On the other hand, I’m not sure if basic, odwance, expert is good name. From what I’ve been seeing, tasks usually are being dispatched based on tags like small, medium, large - more like naming of AWS instances sizes. Obviously, information of how much resources each runner has is essential to be published to offload serve service to pipelines creators.
Also, it is important to show the resource comsumption. In Jenkins we have logs. I would propose to activate Grafana and show both, how many builds are running, waiting in queues. I’ve done that for several times and I can implement it here. Big projects have many pipelines, many jobs, merge trains and always want to know when jobs are going to finish and also want to tune parallelism.
Also, there will be more clear visibility on how fast EF gitlab is running in comparison to Gitlab's gitlab. We need to be prepared for tuning.
I just want to emphasise. Though, how important is to have clear visibility of how much resources is available to a project based on resource packs available and required. Too complication and too many different resources available may create more helpdesk issues.
Also, there are other parameters we will want to really consider:
Build cache
Artifacts size
I don’t see calculations here (?) This is addressed in jssonnet, though.
As an example, Oniro has several TB of cache and they needed fast cache. Nvme was used.
Also, it’s worth to note that creation of build environment usually means large transfer to populate caches and artifacts. This is also essential for jobs speeds and resource consumption.
But I propose we work on Sebastien spreadsheet as my approach was strictly JIRO like but we need to focus on providing standardised, different sizes of runners, which my approach was not focusing on.

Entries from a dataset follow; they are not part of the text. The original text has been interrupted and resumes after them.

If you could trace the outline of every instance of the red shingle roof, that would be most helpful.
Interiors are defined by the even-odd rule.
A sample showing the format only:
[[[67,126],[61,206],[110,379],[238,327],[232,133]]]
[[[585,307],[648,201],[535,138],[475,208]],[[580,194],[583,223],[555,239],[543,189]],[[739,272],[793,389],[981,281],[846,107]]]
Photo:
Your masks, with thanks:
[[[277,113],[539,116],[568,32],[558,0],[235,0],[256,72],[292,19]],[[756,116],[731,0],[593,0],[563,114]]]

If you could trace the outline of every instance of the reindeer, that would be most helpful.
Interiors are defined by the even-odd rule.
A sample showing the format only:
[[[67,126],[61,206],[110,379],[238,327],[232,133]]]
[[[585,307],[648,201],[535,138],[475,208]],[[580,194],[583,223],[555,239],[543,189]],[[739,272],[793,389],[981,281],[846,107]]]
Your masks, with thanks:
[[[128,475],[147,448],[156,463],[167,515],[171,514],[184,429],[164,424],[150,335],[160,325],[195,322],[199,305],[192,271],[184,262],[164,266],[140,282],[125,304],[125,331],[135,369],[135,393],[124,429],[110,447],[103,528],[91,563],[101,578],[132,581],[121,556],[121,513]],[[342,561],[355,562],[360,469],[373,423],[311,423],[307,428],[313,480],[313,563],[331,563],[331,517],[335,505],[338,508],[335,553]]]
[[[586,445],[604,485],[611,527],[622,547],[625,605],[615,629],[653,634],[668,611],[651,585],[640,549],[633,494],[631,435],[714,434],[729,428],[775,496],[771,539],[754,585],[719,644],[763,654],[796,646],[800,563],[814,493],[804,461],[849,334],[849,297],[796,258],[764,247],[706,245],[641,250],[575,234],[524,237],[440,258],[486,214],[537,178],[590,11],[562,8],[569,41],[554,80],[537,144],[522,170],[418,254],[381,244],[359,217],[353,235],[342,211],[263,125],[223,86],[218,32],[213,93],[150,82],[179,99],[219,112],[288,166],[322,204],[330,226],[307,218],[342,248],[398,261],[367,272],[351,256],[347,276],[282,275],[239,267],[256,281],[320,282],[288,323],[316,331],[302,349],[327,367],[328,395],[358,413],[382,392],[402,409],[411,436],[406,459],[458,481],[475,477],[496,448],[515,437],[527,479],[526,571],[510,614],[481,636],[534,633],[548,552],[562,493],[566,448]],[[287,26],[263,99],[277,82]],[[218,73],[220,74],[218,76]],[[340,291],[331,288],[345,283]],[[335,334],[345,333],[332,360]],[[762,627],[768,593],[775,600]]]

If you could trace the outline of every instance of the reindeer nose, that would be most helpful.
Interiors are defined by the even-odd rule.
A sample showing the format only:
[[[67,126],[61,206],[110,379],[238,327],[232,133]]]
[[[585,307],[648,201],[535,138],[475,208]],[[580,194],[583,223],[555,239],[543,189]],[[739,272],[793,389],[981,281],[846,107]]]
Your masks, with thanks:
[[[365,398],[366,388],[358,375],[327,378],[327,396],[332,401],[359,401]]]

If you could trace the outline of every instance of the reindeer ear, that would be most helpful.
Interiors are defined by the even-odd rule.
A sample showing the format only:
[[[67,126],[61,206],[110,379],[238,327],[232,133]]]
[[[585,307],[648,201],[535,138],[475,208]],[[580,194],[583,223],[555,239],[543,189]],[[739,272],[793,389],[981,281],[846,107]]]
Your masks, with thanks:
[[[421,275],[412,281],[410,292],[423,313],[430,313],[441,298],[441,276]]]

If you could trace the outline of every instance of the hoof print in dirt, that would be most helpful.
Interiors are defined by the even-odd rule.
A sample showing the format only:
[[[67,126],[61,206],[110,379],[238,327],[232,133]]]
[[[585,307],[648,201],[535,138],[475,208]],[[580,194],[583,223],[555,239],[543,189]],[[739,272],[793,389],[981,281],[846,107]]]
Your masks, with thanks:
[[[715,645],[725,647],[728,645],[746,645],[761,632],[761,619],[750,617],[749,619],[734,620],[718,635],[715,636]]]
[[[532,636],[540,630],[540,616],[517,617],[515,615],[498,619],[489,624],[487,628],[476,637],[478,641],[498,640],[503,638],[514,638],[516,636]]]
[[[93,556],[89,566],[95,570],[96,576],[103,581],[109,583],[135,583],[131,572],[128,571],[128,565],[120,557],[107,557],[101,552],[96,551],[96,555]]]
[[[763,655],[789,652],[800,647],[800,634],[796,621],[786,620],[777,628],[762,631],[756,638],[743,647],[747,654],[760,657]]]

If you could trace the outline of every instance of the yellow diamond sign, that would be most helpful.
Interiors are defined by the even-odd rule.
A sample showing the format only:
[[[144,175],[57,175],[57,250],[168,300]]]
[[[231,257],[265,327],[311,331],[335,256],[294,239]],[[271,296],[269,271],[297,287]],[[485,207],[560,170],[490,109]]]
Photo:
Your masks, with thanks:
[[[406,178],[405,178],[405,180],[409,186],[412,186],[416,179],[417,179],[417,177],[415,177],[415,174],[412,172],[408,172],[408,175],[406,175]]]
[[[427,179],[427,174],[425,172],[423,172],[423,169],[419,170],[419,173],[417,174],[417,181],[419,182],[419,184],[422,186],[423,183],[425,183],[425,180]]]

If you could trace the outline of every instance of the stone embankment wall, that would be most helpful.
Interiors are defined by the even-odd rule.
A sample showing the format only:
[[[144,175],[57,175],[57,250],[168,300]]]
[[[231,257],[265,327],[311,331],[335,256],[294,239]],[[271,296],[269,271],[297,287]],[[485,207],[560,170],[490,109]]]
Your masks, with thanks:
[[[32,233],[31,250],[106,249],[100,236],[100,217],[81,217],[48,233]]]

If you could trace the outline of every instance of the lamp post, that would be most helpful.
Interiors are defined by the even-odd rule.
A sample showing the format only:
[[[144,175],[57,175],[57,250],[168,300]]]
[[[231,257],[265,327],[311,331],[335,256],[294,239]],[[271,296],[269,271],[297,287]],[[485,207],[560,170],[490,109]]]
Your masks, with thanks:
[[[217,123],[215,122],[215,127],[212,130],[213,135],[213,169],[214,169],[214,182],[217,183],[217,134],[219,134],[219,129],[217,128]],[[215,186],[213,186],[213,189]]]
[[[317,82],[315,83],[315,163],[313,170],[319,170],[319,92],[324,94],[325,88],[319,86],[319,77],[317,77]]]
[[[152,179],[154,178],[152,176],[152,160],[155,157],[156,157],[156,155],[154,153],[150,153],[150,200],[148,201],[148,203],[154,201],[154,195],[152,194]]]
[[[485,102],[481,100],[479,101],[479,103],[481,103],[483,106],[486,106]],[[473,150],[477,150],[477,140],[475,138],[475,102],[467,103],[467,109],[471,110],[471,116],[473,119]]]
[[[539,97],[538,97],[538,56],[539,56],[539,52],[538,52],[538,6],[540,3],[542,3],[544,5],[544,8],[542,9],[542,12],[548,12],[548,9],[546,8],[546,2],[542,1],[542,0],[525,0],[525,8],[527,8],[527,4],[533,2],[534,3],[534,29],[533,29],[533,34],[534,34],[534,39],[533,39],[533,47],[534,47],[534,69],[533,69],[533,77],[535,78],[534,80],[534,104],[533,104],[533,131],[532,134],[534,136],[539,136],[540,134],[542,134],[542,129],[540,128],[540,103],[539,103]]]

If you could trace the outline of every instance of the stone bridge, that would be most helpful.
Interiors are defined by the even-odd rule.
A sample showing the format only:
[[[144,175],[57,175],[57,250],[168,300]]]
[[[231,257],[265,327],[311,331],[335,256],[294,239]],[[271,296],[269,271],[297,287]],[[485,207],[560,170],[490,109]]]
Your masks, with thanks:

On the other hand, I’m not sure if basic, odwance, expert is good name. From what I’ve been seeing, tasks usually are being dispatched based on tags like small, medium, large - more like naming of AWS instances sizes. Obviously, information of how much resources each runner has is essential to be published to offload serve service to pipelines creators.
I have changed to small, medium, large and it aligns better with cloud naming convention.
Also, it is important to show the resource comsumption. In Jenkins we have logs. I would propose to activate Grafana and show both, how many builds are running, waiting in queues. I’ve done that for several times and I can implement it here. Big projects have many pipelines, many jobs, merge trains and always want to know when jobs are going to finish and also want to tune parallelism.
Next Step ;-) service metrics is not yet fully implemented and expose.
Also, there will be more clear visibility on how fast EF gitlab is running in comparison to Gitlab's gitlab. We need to be prepared for tuning.
I'm sure gitlab runner are faster in any way than in EF infra, except for edge case like if project needs 32 CPU and 64G of RAM.
gitlab.com runner has also this limitation with CI/CD minutes that can be not suitable to project activities.
Build cache
out of scope, since nfs can't
Artifacts size
Good point! there is no limitation on JIRO about artifact size but the impact on GitLab is not negligible.
Artifacts can be uploaded to an object storage, we could address this point as well when Ceph will be operational.
@fgurr@pstankie I will start to merge these 2 MRs this week unless you have any comments.
As discuss, this implementation is different from the JIRO project and therefore must be test first with guinea-pig projects.
We need more community feedback on this approach fostering concurrency compare to capacity.
And validate that resource quotas and limite range definition in kubernetes are well defined.